One reader explained, “Although projected monthly income at retirement is being viewed, plan sponsors don’t view it as reliable information for gauging plan success. Reasons: employees have balances in other plans or may have had short service with the current employer. Also, these projections provided by record keepers often don’t include the employer match (when is noted as a ‘discretionary match’ in the plan document). Even if the discretionary match formula has been historically consistent, the record keep won’t use it. Also, the projections often don’t include the impact of automatic escalation.”

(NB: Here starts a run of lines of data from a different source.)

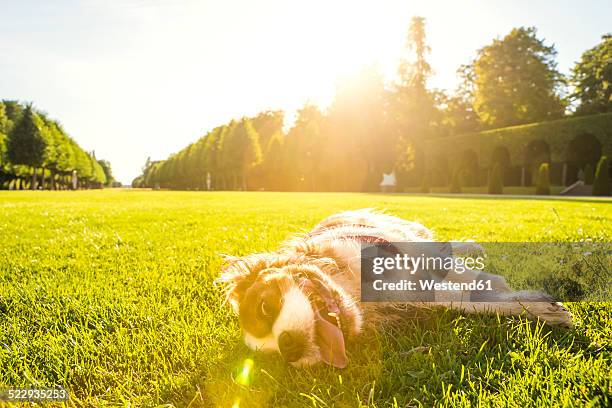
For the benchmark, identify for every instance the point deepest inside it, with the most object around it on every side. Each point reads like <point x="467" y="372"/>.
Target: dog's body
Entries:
<point x="303" y="300"/>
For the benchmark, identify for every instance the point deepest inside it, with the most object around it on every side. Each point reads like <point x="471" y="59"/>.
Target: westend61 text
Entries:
<point x="413" y="264"/>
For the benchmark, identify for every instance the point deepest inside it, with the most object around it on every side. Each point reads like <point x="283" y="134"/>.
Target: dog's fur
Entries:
<point x="302" y="300"/>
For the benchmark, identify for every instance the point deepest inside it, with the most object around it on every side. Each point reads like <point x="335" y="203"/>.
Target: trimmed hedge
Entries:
<point x="543" y="187"/>
<point x="558" y="134"/>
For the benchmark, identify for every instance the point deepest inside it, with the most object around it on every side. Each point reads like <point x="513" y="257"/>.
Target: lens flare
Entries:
<point x="244" y="377"/>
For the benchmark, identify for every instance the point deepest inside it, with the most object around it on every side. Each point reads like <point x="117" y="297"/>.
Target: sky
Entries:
<point x="134" y="79"/>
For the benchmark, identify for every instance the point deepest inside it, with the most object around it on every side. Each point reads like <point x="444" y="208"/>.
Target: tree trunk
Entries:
<point x="33" y="185"/>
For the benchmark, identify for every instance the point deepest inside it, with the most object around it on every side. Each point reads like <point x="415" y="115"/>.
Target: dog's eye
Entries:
<point x="264" y="309"/>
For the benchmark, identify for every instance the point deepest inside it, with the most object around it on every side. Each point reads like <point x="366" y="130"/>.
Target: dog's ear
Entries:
<point x="238" y="274"/>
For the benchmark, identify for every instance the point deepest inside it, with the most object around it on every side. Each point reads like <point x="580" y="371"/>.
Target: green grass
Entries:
<point x="110" y="294"/>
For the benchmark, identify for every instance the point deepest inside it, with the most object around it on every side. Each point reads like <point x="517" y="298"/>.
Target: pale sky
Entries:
<point x="137" y="78"/>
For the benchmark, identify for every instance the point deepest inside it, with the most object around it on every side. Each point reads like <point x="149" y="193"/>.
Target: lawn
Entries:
<point x="110" y="294"/>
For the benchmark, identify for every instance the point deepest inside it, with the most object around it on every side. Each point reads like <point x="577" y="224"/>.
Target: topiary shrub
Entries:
<point x="589" y="175"/>
<point x="425" y="184"/>
<point x="496" y="180"/>
<point x="543" y="187"/>
<point x="455" y="187"/>
<point x="601" y="185"/>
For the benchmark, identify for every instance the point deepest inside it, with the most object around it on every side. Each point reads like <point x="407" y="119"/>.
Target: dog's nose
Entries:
<point x="291" y="345"/>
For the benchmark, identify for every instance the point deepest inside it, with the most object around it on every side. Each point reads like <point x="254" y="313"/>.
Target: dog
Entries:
<point x="302" y="301"/>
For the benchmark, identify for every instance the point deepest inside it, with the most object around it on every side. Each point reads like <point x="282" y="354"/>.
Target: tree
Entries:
<point x="412" y="108"/>
<point x="108" y="173"/>
<point x="543" y="187"/>
<point x="425" y="189"/>
<point x="455" y="187"/>
<point x="592" y="79"/>
<point x="589" y="174"/>
<point x="515" y="80"/>
<point x="601" y="185"/>
<point x="27" y="144"/>
<point x="496" y="180"/>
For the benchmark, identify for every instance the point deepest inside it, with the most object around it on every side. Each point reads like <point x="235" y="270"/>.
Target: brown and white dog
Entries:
<point x="303" y="300"/>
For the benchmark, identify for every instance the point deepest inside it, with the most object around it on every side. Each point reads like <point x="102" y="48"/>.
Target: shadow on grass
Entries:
<point x="564" y="199"/>
<point x="409" y="359"/>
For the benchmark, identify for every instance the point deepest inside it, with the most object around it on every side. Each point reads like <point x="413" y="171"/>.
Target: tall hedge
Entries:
<point x="455" y="187"/>
<point x="558" y="134"/>
<point x="601" y="185"/>
<point x="496" y="180"/>
<point x="543" y="187"/>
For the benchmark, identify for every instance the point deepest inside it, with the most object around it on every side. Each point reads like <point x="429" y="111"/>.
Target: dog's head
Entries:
<point x="288" y="304"/>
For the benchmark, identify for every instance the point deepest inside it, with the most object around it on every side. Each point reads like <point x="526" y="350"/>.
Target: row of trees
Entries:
<point x="374" y="127"/>
<point x="37" y="153"/>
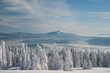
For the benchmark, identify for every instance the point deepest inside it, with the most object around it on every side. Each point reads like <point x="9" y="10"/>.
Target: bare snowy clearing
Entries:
<point x="75" y="70"/>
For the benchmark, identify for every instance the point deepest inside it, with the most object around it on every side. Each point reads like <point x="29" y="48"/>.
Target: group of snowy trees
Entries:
<point x="51" y="59"/>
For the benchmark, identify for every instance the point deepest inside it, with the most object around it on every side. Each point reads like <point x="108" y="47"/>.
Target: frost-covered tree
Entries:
<point x="89" y="65"/>
<point x="36" y="62"/>
<point x="44" y="60"/>
<point x="81" y="58"/>
<point x="85" y="64"/>
<point x="54" y="59"/>
<point x="76" y="58"/>
<point x="93" y="57"/>
<point x="68" y="63"/>
<point x="4" y="56"/>
<point x="100" y="58"/>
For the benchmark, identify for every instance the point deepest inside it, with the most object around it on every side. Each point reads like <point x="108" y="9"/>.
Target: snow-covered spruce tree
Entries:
<point x="93" y="58"/>
<point x="68" y="63"/>
<point x="28" y="60"/>
<point x="9" y="57"/>
<point x="54" y="62"/>
<point x="85" y="64"/>
<point x="1" y="58"/>
<point x="36" y="62"/>
<point x="89" y="65"/>
<point x="81" y="58"/>
<point x="76" y="58"/>
<point x="4" y="56"/>
<point x="23" y="57"/>
<point x="44" y="61"/>
<point x="100" y="58"/>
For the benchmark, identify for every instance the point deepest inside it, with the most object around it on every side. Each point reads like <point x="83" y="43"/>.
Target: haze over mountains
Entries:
<point x="54" y="37"/>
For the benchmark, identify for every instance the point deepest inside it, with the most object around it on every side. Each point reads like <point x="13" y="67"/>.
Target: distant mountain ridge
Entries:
<point x="54" y="37"/>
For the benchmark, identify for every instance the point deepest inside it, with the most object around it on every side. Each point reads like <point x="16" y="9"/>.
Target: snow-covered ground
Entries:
<point x="75" y="70"/>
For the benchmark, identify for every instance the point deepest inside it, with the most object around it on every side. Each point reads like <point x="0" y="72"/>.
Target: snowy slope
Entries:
<point x="76" y="70"/>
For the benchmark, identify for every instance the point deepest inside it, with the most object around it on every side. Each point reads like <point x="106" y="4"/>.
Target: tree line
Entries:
<point x="51" y="59"/>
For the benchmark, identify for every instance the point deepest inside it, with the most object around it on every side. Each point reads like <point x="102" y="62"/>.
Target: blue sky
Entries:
<point x="82" y="17"/>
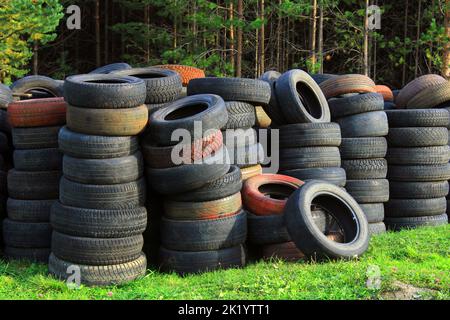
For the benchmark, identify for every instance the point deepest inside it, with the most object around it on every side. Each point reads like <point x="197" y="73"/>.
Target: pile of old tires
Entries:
<point x="203" y="225"/>
<point x="33" y="184"/>
<point x="241" y="96"/>
<point x="359" y="111"/>
<point x="418" y="158"/>
<point x="101" y="215"/>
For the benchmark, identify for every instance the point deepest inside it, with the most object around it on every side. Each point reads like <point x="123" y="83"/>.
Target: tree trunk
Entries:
<point x="405" y="35"/>
<point x="446" y="68"/>
<point x="239" y="39"/>
<point x="320" y="50"/>
<point x="366" y="41"/>
<point x="97" y="34"/>
<point x="313" y="36"/>
<point x="416" y="59"/>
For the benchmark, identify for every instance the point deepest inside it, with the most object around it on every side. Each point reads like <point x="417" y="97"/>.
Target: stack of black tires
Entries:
<point x="203" y="226"/>
<point x="418" y="157"/>
<point x="364" y="126"/>
<point x="241" y="97"/>
<point x="33" y="184"/>
<point x="99" y="220"/>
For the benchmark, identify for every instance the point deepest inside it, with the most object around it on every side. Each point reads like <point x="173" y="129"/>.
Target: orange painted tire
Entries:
<point x="207" y="210"/>
<point x="161" y="157"/>
<point x="349" y="83"/>
<point x="386" y="92"/>
<point x="261" y="193"/>
<point x="187" y="73"/>
<point x="37" y="113"/>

For the most part those gauges hadn’t moved in the past two years; 30% said they hadn’t, and another 47% said that, while for some plan sponsors it had, for most it hadn’t. However, 17% said it had changed. And one reader responded, “Yes and no. It’s still the easiest thing to point to but we’re starting to have better conversations about other aspects of the plan (outcomes, education uptake).”

Advisor Success Metrics

Plan success is one thing – but what about how plan sponsor clients are measuring advisor success? Perhaps not surprisingly, fees/expenses topped this list, noted by 78% of this week’s respondents. There were, however, other measures including:

65% – participation rate
64% – investment performance
56% – participant outcomes
52% – average deferral/savings rate
30% – number of workers maximizing the match
26% – attendance at enrollment meetings
13% – average account balances
11% – utilization of advice tools
9% – employee surveys

Also noted were – note that the “f” word came up a lot:

Fiduciary protection
Fiduciary leadership
Fiduciary oversight and compliance
Protecting the fiduciaries – helping them see their blind spots
Custom goals and results
Tying back to what the plan sponsor defines as most important in some numerical or measurable way.

But as for a primary measure, tradition again rose to the top, but look what came in #2:

44% – investment performance
21% – participant outcomes
17% – participation rate
12% – fees/expenses
6% – average deferral/savings rate

Reader Comments

We got some interesting comments this week (as we generally do). Here’s a sampling:

  • Measuring outcomes has long been a priority for me, but requires technology support from recordkeepers. In the past couple years, more and more recordkeepers have developed capabilities in this area.
  • The big trend we are seeing is in levelizing fees – stripping out revenue sharing or using some other method of making sure that all participants are the paying the same costs for identical recordkeeping and administration services and not paying separate amounts just based on the funds in which they are invested.
  • Recordkeeping reports and annual reviews spell out what to care about just as much as advisors telling plan sponsors what success means…
  • I think a key measure for employee is how close they are to funding their replacement retirement income.
  • Benchmarking is the most used measure of success because it is tangible to the plan sponsor; it fits our cultural norm of comparing ourselves to others to judge success. Unfortunately, participant outcomes are nice in theory, but the reality is most plan sponsors cannot or choose not to keep up with former employees to determine whether or not the 401(k) plan helped them achieve positive retirement outcomes.
  • It takes a village; the plan sponsor and advisor must be on the same page in determining what is important to their specific plan, then designing the plan and the communication efforts to drive the desired outcome. Only then can you measure actual results vs. desired goals, and be willing to adjust as necessary.

Thanks to everyone who participated in our weekly NAPA Net Reader Poll!